Oh yeah, it's directed by one half of the Coen brothers. If you're someone who's been worshipping the ground they walk on for the last few decades then a): good work forgetting films like The Ladykillers and Intolerable Cruelty, and b): this probably feels like a pale reflection of past glories. 

While it's true this is operating in a register the Coens made their own without ever reaching the heights of their best work, that doesn't make it a failure. Again, it definitely has flaws. For one, Honey is surrounded by over-acting, which sometimes makes it hard to figure out which deaths are tragic and which ones are more like "guess that just happened".

For another, the plot never comes together to resolve much of anything, which possibly is intentional. Again, often the problem is tonal; some elements are built up but turn out to only be there so something else can happen, while more than once an inevitable development is either ignored or skipped over.

But Honey Don't! is a decent small town noir investing heavily in the idea that a bunch of steamy lesbian sex - or ogling, or even just banter - can make up for its flaws. Better films have skated by on less.

- Anthony Morris 

Thursday, 21 August 2025

Review: Relay


Sneaking in under the radar, Relay is the kind of small scale, procedure-based thriller that rarely makes it to the big screen these days. Which is a shame; it'd be nice to think there was room in cinemas for something more than big budget franchises and horror movies, even as the box office constantly says otherwise.

The premise is straightforward: if you are a whistleblower who changes your mind - you want to give the incriminating evidence back to the evil corporation and just get on with your life - then Ash (Riz Ahmed) is the intermediary who will keep you safe and handle the delicate negotiations. Not face to face, of course, as a big part of this movie is about laying out the extreme levels of secrecy he applies to his operations. 

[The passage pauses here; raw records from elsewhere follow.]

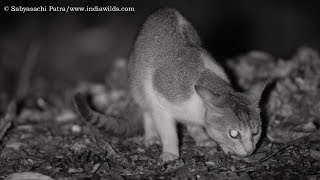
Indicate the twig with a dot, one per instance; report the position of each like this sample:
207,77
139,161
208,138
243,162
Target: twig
26,70
6,121
273,154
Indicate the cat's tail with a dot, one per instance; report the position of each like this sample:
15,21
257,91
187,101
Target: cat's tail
112,125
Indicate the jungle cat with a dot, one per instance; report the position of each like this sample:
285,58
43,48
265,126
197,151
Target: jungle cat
173,78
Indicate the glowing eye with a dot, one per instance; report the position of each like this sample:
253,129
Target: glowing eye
234,133
255,132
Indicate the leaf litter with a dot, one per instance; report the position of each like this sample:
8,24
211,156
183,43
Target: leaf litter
42,135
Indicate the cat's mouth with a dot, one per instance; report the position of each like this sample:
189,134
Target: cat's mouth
233,153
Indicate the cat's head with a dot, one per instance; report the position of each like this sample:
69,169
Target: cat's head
233,119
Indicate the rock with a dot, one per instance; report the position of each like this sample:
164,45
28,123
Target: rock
27,176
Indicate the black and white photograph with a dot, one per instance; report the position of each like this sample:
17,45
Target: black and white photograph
171,89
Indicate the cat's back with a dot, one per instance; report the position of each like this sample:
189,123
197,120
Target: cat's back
165,33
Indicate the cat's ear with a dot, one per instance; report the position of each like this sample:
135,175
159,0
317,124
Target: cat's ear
255,92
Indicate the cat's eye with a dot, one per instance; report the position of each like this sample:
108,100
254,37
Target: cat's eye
255,132
234,134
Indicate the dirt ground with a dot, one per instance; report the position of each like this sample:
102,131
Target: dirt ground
43,133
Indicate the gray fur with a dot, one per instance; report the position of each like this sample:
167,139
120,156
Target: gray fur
169,46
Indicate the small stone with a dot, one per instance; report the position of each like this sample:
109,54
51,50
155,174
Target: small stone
76,129
65,116
28,175
75,170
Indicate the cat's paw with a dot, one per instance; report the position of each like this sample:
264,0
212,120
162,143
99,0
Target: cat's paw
166,156
207,143
151,141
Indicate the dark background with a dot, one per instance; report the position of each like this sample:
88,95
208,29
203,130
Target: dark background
81,46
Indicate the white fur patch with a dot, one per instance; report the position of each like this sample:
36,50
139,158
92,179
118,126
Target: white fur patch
214,67
190,111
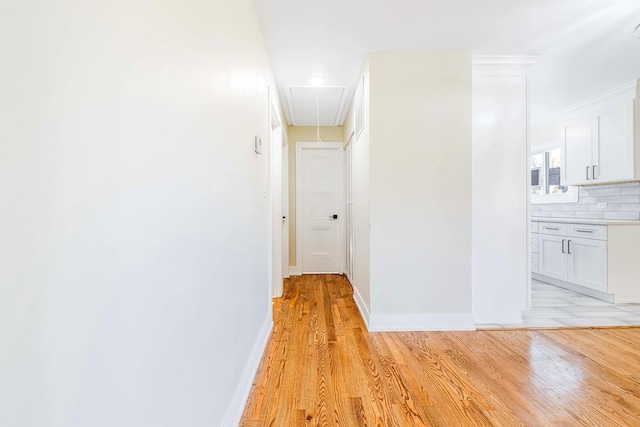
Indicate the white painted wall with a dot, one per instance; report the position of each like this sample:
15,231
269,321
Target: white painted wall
133,262
500,166
420,187
593,56
361,193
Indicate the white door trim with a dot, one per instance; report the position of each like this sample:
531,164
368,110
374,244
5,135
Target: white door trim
275,204
324,145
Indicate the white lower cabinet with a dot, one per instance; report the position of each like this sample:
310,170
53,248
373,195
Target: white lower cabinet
577,260
552,257
587,263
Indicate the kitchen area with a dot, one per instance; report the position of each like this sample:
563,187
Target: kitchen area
585,216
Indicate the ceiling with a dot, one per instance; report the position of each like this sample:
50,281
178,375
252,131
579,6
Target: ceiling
331,38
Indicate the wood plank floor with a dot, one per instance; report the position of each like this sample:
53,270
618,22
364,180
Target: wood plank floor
322,367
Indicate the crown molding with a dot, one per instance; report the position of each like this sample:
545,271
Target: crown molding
626,91
502,64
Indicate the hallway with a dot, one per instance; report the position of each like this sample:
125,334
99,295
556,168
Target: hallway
321,367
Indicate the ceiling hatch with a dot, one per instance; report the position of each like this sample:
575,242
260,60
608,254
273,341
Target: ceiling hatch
304,102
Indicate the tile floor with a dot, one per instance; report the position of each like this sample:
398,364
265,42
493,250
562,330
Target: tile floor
556,307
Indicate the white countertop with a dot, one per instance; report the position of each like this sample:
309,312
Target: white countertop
586,221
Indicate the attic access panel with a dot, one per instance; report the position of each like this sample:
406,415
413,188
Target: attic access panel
330,101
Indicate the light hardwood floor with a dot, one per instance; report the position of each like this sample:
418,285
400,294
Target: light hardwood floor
322,367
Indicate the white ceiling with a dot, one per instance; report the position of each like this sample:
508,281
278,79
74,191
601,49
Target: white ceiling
330,38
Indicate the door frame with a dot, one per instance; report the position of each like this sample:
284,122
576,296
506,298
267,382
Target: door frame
276,138
286,209
341,211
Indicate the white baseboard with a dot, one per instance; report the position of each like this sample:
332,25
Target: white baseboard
511,320
421,322
234,413
362,307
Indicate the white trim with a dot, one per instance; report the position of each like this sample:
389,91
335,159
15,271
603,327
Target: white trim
628,90
362,307
502,65
341,214
517,320
239,401
421,322
275,175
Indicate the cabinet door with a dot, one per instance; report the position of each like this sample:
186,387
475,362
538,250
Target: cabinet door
576,152
587,263
552,259
613,143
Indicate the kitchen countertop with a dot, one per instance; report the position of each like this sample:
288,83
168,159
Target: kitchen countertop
586,221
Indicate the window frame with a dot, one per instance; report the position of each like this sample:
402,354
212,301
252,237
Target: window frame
569,197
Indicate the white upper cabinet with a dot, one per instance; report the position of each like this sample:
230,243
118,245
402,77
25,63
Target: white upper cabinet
577,151
613,143
600,140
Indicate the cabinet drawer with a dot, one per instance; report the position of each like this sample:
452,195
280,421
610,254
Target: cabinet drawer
553,228
598,232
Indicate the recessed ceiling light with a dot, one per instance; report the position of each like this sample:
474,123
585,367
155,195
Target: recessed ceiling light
317,81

For one, "relay" refers to the fact that all his phone calls go through an untraceable phone relay service for the deaf. They're not allowed to record or monitor the calls in any way shape or form, and he never has to speak - he types in the words, the relay service has someone speak them to the person on the other end. And his secrecy doesn't stop there.

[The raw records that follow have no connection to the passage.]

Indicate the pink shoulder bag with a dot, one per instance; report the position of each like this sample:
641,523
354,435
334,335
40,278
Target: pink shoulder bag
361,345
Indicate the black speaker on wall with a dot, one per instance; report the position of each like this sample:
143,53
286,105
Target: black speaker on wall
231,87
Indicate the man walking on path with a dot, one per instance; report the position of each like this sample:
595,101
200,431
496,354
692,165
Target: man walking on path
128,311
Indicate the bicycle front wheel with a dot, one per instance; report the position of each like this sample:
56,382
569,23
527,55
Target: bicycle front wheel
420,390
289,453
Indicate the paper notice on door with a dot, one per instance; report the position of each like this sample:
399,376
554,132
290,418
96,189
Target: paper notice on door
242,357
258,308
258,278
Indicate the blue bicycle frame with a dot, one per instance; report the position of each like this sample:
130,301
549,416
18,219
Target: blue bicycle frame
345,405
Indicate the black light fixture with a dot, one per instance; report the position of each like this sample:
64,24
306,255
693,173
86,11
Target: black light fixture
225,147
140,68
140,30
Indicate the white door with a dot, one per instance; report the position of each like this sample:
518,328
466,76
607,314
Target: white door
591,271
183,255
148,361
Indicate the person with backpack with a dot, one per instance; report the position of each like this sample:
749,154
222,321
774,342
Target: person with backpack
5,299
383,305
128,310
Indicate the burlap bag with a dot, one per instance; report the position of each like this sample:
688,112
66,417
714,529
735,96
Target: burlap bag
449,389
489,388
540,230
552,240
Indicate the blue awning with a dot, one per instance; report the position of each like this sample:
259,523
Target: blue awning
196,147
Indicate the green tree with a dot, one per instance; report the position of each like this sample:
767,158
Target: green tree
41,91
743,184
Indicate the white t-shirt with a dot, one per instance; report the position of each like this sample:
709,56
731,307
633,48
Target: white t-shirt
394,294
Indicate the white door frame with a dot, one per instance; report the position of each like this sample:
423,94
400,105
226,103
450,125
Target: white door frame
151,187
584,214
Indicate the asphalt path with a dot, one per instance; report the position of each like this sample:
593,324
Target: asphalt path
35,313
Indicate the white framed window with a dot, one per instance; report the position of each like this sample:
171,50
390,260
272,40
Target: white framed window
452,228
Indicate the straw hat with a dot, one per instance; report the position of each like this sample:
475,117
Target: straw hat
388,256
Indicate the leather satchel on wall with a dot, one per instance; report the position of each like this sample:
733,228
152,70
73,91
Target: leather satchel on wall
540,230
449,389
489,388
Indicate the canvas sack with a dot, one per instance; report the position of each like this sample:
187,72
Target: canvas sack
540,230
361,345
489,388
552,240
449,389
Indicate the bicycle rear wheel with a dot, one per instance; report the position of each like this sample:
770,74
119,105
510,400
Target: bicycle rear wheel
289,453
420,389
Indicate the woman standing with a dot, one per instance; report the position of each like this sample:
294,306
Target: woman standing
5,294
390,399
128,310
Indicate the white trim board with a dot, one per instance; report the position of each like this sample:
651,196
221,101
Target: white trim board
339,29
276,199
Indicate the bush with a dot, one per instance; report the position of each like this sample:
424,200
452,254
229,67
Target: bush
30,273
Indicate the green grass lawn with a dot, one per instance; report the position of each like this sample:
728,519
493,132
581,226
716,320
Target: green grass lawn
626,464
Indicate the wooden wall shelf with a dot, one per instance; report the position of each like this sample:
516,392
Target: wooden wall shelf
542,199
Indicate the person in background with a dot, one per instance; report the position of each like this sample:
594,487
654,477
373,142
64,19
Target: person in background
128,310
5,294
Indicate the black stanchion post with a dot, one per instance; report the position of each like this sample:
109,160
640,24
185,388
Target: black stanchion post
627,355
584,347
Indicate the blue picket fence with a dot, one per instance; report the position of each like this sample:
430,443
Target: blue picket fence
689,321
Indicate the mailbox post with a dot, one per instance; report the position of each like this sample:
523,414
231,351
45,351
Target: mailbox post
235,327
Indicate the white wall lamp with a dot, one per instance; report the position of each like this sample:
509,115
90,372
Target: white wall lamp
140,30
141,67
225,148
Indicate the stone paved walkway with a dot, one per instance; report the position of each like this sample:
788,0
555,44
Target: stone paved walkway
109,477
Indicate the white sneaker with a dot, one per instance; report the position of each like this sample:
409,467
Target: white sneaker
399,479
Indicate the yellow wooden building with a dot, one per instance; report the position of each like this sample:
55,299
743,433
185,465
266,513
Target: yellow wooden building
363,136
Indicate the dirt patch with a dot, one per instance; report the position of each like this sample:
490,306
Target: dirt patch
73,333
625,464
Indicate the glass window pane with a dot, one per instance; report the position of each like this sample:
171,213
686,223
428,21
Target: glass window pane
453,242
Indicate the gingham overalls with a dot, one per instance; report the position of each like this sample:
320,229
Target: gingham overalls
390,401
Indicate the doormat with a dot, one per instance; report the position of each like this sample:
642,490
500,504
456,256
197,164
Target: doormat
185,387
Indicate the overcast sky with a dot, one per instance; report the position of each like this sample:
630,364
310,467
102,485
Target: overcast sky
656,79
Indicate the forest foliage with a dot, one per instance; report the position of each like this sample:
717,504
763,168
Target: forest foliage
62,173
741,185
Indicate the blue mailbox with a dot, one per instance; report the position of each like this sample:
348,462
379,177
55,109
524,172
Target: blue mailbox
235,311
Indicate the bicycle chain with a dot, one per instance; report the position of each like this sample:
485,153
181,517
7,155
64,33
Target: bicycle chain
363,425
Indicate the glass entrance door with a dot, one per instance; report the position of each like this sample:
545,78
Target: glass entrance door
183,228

This, we rapidly realise, is a good thing. His latest case involves a scientist (Lily James) who has changed her mind about spilling the beans regarding a dodgy strain of wheat. Only she's already being targeted by a squad led by Dawson (Sam Worthington), who want the info back and don't trust Ash in the slightest. 

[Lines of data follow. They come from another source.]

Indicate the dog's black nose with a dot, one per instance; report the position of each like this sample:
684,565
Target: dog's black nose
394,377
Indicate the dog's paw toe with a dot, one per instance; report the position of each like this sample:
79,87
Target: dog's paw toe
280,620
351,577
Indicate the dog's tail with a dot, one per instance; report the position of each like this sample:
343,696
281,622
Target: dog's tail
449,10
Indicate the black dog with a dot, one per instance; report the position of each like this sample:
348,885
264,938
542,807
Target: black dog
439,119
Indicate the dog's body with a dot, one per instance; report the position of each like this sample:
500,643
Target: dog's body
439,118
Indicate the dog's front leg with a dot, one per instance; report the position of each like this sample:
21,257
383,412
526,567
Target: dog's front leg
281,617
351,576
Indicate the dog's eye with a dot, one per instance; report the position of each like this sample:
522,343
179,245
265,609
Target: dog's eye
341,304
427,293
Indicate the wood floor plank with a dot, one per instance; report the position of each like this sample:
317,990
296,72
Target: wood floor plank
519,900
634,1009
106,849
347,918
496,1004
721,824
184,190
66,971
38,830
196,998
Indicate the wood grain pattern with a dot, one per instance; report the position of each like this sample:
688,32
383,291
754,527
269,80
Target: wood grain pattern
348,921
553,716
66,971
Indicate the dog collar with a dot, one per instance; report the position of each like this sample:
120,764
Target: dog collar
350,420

What follows is a game of cat and mouse (think a low tech version of one of the good Jason Bourne movies) as Ash runs everyone ragged to put all the pieces in place without being identified, while Dawson and his team are constantly drawing ever closer to tearing off his (proverbial) mask.

There is slightly more going on here, but it's also the one area where the film isn't quite as smart as it thinks it is. Fortunately, the whole thing works as a procedural no matter what, and it's more a matter of how the tension is released (either all at once or over a longer period) than the film relying on a big reveal to work.

Out of the three main characters Worthington is clearly having fun as a stock standard highly competent badass, while Ahmed gets to slowly open up in a journey that's constantly engaging even if what's revealed is somewhat predictable. James as a fairly generic damsel in distress is possibly the least interesting of the three, though a close study of her character does reveal a few layers that spice things up a little as her bond with Ash grows.

Satisfying more as a step-by-step look at a bunch of smart people trying to outsmart each other than as a high octane thrill-ride, Relay is the kind of espionage drama that'll always find a receptive audience. Whether that audience is in cinemas or streaming remains to be seen: there's still time for audiences to have their say.